THE RACE: By the time the America's Cup race is over in 1987, 17 different syndicates (the groups of investors who own the boats, some of whom may withdraw between now and then) will have spent from $4 million to $15 million apiece in their efforts to win the cup. They will have participated in as many as 600 races total before one boat is proven the fastest of the group.
Elimination races begin Oct. 5, running between 10 and 15 days continuously each month through December. By the time the finals begin Jan. 31, the field will be narrowed to one Australian boat one challenger from another country. In the finals the cup goes to the boat that wins four of seven races.
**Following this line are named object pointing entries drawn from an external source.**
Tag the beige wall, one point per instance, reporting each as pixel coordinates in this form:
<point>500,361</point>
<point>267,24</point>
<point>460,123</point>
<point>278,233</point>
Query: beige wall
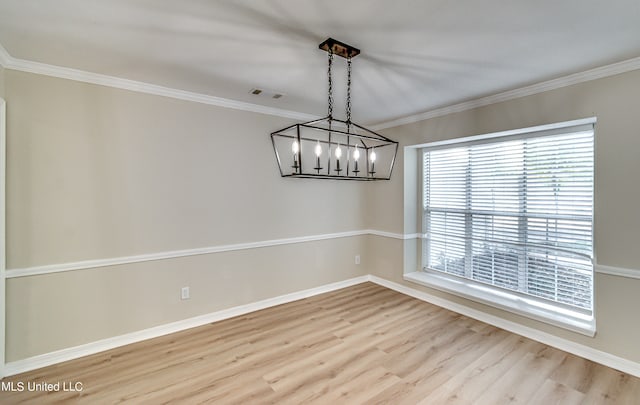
<point>614,102</point>
<point>1,82</point>
<point>96,172</point>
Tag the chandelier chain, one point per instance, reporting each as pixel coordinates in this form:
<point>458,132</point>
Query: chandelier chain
<point>330,78</point>
<point>348,108</point>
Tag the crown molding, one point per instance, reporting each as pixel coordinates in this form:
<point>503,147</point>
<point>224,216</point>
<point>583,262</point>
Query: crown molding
<point>9,62</point>
<point>581,77</point>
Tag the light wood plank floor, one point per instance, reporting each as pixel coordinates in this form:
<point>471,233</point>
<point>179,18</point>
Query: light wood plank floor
<point>363,344</point>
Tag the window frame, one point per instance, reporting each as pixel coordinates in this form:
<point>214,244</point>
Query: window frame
<point>558,314</point>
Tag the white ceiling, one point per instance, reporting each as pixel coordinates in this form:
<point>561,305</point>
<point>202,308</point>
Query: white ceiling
<point>416,55</point>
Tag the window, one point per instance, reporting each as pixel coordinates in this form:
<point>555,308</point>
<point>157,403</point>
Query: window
<point>514,213</point>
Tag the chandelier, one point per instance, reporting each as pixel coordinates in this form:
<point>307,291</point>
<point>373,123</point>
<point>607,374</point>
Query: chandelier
<point>330,148</point>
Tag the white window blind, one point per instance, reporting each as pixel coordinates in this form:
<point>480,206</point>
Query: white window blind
<point>514,212</point>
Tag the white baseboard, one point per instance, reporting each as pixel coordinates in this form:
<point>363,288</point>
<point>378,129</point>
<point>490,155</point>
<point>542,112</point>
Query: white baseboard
<point>59,356</point>
<point>586,352</point>
<point>47,359</point>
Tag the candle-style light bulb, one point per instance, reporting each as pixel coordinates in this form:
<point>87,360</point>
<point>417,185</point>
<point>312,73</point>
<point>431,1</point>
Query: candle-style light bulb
<point>318,151</point>
<point>356,156</point>
<point>338,153</point>
<point>372,157</point>
<point>295,148</point>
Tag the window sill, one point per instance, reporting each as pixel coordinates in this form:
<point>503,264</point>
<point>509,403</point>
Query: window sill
<point>529,307</point>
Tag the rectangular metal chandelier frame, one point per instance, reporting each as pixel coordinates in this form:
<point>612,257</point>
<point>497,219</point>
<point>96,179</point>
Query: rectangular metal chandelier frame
<point>367,142</point>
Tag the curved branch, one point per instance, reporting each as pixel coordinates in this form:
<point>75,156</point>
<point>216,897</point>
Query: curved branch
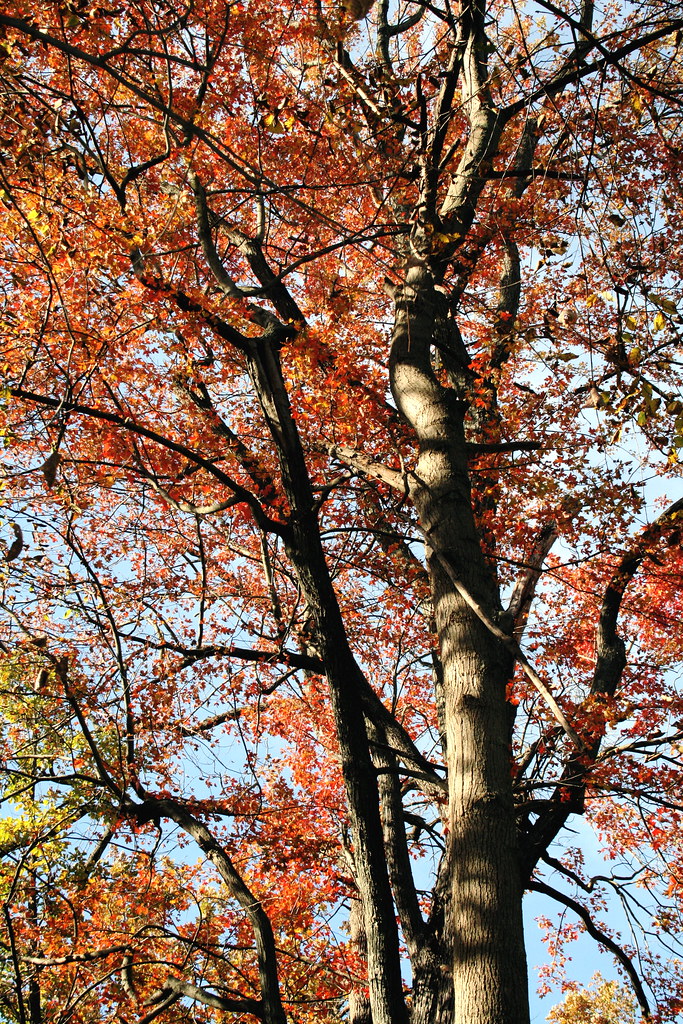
<point>599,936</point>
<point>242,495</point>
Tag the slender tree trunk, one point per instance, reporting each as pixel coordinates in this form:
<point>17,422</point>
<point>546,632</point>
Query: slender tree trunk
<point>485,921</point>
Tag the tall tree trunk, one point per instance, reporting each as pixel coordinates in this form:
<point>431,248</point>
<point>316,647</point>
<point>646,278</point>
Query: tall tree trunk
<point>485,920</point>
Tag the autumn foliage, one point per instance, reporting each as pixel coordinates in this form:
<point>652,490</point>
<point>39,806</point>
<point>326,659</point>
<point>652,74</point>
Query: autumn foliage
<point>342,427</point>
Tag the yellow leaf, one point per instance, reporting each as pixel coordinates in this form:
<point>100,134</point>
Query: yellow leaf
<point>272,124</point>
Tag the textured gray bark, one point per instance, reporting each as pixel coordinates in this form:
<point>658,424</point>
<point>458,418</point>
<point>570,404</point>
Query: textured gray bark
<point>484,913</point>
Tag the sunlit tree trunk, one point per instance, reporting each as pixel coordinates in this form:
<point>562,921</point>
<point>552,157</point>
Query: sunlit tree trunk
<point>485,920</point>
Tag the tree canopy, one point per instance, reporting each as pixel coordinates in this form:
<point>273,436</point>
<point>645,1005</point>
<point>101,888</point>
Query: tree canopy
<point>342,427</point>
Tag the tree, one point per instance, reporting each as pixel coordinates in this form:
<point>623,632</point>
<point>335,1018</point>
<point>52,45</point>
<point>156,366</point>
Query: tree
<point>602,1003</point>
<point>339,346</point>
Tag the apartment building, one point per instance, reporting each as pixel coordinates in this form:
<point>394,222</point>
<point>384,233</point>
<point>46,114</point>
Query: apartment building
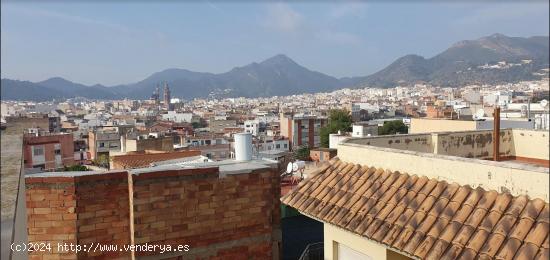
<point>101,142</point>
<point>449,195</point>
<point>302,130</point>
<point>48,151</point>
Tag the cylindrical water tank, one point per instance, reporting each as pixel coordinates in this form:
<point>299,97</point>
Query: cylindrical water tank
<point>298,165</point>
<point>243,147</point>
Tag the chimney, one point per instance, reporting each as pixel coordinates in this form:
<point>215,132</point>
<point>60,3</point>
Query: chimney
<point>243,147</point>
<point>496,134</point>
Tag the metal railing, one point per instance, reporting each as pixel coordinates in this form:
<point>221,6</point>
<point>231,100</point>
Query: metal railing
<point>313,251</point>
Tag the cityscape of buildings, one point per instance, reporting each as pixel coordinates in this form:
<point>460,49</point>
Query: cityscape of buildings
<point>275,130</point>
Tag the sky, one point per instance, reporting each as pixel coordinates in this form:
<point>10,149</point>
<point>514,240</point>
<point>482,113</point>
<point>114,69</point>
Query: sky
<point>120,42</point>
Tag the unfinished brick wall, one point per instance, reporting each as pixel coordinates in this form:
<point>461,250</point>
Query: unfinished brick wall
<point>51,216</point>
<point>234,217</point>
<point>103,213</point>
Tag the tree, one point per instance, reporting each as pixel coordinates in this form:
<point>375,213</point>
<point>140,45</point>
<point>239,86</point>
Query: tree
<point>393,127</point>
<point>302,153</point>
<point>339,120</point>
There are a number of tour packages being organized around the race. For information, contact a travel agent.
GETTING THERE: United and Qantas airlines fly from Washington to Perth, with possible stopovers in Hawaii, Fiji, New Zealand, Melbourne, Sydney or Cairns, Australia. The low-season fare -- April through November -- is about $1,500 round trip, based on 14-day advance purchase; the high-season fare -- December through March -- is about $1,800.
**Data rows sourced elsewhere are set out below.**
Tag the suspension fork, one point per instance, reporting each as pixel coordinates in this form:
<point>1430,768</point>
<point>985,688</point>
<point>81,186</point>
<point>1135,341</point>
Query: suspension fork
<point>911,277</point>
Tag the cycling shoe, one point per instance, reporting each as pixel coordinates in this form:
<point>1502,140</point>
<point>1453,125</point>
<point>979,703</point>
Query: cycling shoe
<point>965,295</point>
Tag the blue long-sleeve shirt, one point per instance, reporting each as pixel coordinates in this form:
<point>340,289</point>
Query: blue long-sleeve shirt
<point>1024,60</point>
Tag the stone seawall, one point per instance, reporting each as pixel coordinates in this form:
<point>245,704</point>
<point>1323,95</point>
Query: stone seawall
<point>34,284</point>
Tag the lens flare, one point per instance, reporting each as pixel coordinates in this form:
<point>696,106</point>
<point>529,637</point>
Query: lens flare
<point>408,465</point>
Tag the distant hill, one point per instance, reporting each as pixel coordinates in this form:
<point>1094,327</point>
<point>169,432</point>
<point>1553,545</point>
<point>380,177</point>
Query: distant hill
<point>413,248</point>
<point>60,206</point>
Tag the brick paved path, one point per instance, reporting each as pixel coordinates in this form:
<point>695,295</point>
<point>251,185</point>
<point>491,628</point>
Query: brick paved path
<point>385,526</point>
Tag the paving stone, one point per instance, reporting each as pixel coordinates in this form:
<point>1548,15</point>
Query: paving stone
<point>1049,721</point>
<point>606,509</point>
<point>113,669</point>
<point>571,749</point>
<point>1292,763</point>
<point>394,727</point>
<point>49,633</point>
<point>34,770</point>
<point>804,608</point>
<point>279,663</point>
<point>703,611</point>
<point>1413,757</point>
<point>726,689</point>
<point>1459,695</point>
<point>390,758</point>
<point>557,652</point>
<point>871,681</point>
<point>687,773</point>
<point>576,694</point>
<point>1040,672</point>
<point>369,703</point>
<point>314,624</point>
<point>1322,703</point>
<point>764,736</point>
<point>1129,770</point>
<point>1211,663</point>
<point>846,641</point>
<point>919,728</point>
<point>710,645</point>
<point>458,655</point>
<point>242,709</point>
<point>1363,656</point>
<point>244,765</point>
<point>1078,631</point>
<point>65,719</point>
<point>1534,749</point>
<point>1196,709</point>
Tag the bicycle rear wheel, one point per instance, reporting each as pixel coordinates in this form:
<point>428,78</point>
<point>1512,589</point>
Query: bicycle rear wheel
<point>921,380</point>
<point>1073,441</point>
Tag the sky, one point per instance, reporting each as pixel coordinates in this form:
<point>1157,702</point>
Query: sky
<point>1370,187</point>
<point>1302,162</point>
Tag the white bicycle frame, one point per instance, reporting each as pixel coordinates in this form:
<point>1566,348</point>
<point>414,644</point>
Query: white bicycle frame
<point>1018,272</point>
WHERE TO STAY: In Fremantle, the newly renovated colonial-style Esplanade Hotel, with a view of the America's Cup contenders docked in the harbor, should be the first choice for both atmosphere and convenience. But it is small and may be booked up early; rates are $55 to $110 double.
Excellent accommodations in Perth are available at several new hotels: Orchard, Merlin, Sheraton Perth, Ansett International and Parmelia Hilton International. Rates start at $75 double per night.
On Rottnest Island, try the Rottnest Lodge Resort or write the Rottnest Island Board (Rottnest Island, Western Australia 6161), which can book campsites or rental cottages.
WHERE TO EAT: Even fast food in Perth and Fremantle is fresh and varied by American standards. Try the Sunmarket Centre near Barracks and Murray Streets in Perth for international food or the Fremantle Bread and Cheese Shop in the Bannister Courtyard in Fremantle for gourmet and health food plus gorgeous pastries.
But the restaurants in both places are a gourmand's delight. Even hotel food here is good, but for a cozy atmosphere try any of Perth's Outram and Ord Street restaurants, which serve sophisticated eats in stylishly converted houses: Wellington's, Bagwell's, Pierre's, Outram 77, Haskins and the Ord Street Cafe'. Here ceiling fans take the place of air-conditioning and liquor is often bring-your-own, but entre'es are original and delicious: quail legs crumbed in pistachio nuts; duck breasts Cassis; duck terrine with peppercorns and Grand Marnier.
In Fremantle Mrs. W's at 211 South Ice is the up-scale equivalent of Perth's Ord and Outram Street restaurants, serving expensive but excellent meals. More down-to-earth is the Roma Restaurant at 9 High St., a favorite among locals. They serve Italian and Australian food at very reasonable prices.
For lunch an old Fremantle stand-by is Cicerello's, on the waterfront not far from where the America's Cup contenders are docked. Here you can buy fish and chips wrapped in paper to eat at outdoor tables overlooking lthe harbor.
*Qantas Airways has a listing of apartments available for rent or you can have Jean Smiley at Homestay of Western Australia (40 Union Rd., Carmel, W.A. 6076) make arrangements for you to stay with an Australian family in a private home.
SIDE TRIPS: Perth is a good home base from which to take day trips before ranging into the vast expanses of Western Australia.
There are daily boat excursions on the Swan River to visit the Houghton and Sandalford wineries, both at beautiful locations on the river, or you can stop by the wineries for tastings on your way to the small, colonial town of York, about an hour and a half drive east from Perth.
On the way to York you drive through the Darling Range, which is actually an escarpment running parallel to the coast. Stop in Kalamunda to enjoy the views -- and the wildflowers August through November -- and also at the Mundaring Weir to see this turn-of-the century dam built to supply water to the gold fields near Kalgoorlie (300 miles further east) and to have tea in the 1837 Mahogany Inn.
The nearby John Forrest National Park has picnic grounds and miles of trails through forests of giant marri and keri trees. You might even be startled here by a group of friendly kangaroos munching leaves in a meadow.
Near York you can get a taste of the outback at Kaj and Pat Nielson's 1890s farm, Cloverlea, where their pet kangaroo Skippy and dog Jess will entertain you while you enjoy tea on the bougainvillea-draped porch. Cloverlea also offers lodging in pretty pink, flowered guest rooms, and the Nielsons can arrange for a camel caravan tour of the countryside at the Great Northern Camel Farm next door.
On the way back to Perth along the Swan River are several suburban stops worth making: the Hall Collection of Australiana in Guildford behind the 1840 Rose and Crown Hotel; Mechanics Hall, a small folklore museum; Woodbridge, a colonial mansion overlooking the river. Also in the suburbs is Monger Lake, home to Australia's native black swans.